In April 1802, Beethoven moved to the country: the village of Heiligenstadt (which was not yet part of Vienna) and stayed until October. This was a period of great productivity, but also at times almost suicidal despondency triggered by his deteriorating hearing.
During the six months that Beethoven spent in Heiligenstadt in 1802, he finished three Violin Sonatas (Opus 30) that he had begun sketching prior to his arrival, plus three Piano Sonatas (Opus 31) and two sets of piano variations.
Of the three Violin Sonatas in Beethoven’s Opus 30, the 1st and 3rd are in major keys and the 2nd is in a minor key. This major-minor-major progression of the three works thus has an emotional arc that parallels the typical fast-slow-fast structure of a three-movement sonata.
Beethoven dedicated the Opus 30 Violin Sonatas to the Tsar Alexander I, recently ascended to the throne and only in his mid-20s. Like his grandmother Catherine the Great, Alexander purported to favor Enlightenment reforms, but in practice fell short.
For those people who like to divide Beethoven’s career into “early,” “middle,” and “late” periods, the extended summer that Beethoven spent in Heiligenstadt might mark a convenient transition point between the early and middle periods (more or less).
#Beethoven250 Day 151
Violin Sonata No. 6 in A Major (Opus 30, No. 1), 1802
A wonderful performance by Kentucky-born violinist Tessa Lark and Chinese-American pianist Yundu Wang at the New England Conservatory.
The opening movement of Beethoven’s Violin Sonata No. 6 suggests some of the gentle playfulness and pleasant surprises of the Spring Sonata (Day 135), and although the second movement is a simple rondo, it soon reveals itself as an intimate and ethereal cantilena.

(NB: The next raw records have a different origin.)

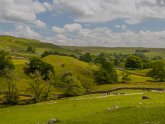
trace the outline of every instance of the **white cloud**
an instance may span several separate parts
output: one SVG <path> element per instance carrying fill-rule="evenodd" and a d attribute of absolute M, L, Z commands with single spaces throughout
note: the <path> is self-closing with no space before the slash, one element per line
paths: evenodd
<path fill-rule="evenodd" d="M 77 22 L 165 19 L 165 0 L 54 0 L 53 7 L 55 13 L 70 13 Z"/>
<path fill-rule="evenodd" d="M 63 28 L 59 28 L 59 27 L 52 27 L 52 31 L 55 32 L 55 33 L 64 33 L 65 30 Z"/>
<path fill-rule="evenodd" d="M 125 25 L 117 26 L 126 29 Z M 56 27 L 57 28 L 57 27 Z M 78 32 L 56 32 L 52 42 L 61 45 L 105 47 L 164 47 L 165 31 L 112 32 L 108 28 L 82 28 Z"/>
<path fill-rule="evenodd" d="M 10 32 L 4 32 L 0 31 L 0 34 L 2 35 L 12 35 L 16 37 L 24 37 L 24 38 L 30 38 L 30 39 L 41 39 L 41 36 L 39 33 L 35 32 L 33 29 L 31 29 L 27 25 L 16 25 L 15 29 Z"/>
<path fill-rule="evenodd" d="M 44 11 L 45 6 L 37 0 L 0 0 L 0 22 L 31 23 L 44 27 L 45 23 L 36 16 Z"/>
<path fill-rule="evenodd" d="M 46 24 L 45 24 L 44 22 L 42 22 L 41 20 L 36 20 L 36 21 L 34 21 L 34 24 L 35 24 L 37 27 L 40 27 L 40 28 L 46 27 Z"/>
<path fill-rule="evenodd" d="M 76 32 L 81 30 L 81 28 L 82 28 L 81 25 L 77 23 L 64 25 L 64 29 L 68 32 Z"/>
<path fill-rule="evenodd" d="M 53 32 L 55 33 L 64 33 L 64 32 L 78 32 L 82 29 L 80 24 L 73 23 L 73 24 L 65 24 L 63 28 L 60 27 L 52 27 Z"/>

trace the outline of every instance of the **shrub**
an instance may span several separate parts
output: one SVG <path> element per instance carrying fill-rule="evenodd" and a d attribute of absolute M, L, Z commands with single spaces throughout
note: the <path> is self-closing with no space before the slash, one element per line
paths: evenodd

About the Violin Sonata No. 6, Austrian-British violinist Max Rostal wrote:
The second movement, the Adagio molto expressivo, belongs for me among the most beautiful and moving things that have ever been expressed in music. … It is a deeply serious and moving confession, the end of which equals the late Beethoven in its rapture. (Beethoven: the Sonatas for Piano and Violin, pp. 90, 94)
Hungarian violinist Jelly d’Aranyi wrote that the slow movement of Beethoven’s Violin Sonata No. 6
has such a feeling of tenderness and sorrow it reminds me, if I am allowed the comparison, of Michelangelo’s Pietà, and his unfinished marvel, the Descent of the Cross. I do not want to suggest that this adagio could be called religious music, I am only thinking in both cases of the expression of infinite tenderness and sorrow, whether put into sound or carved in stone.
The final movement of Beethoven’s Violin Sonata No. 6 is a rollicking theme and variations. The 4th variation is particularly distinctive, with aggressive stabbing chords of the violin answered by the piano attempting to defuse the conflict.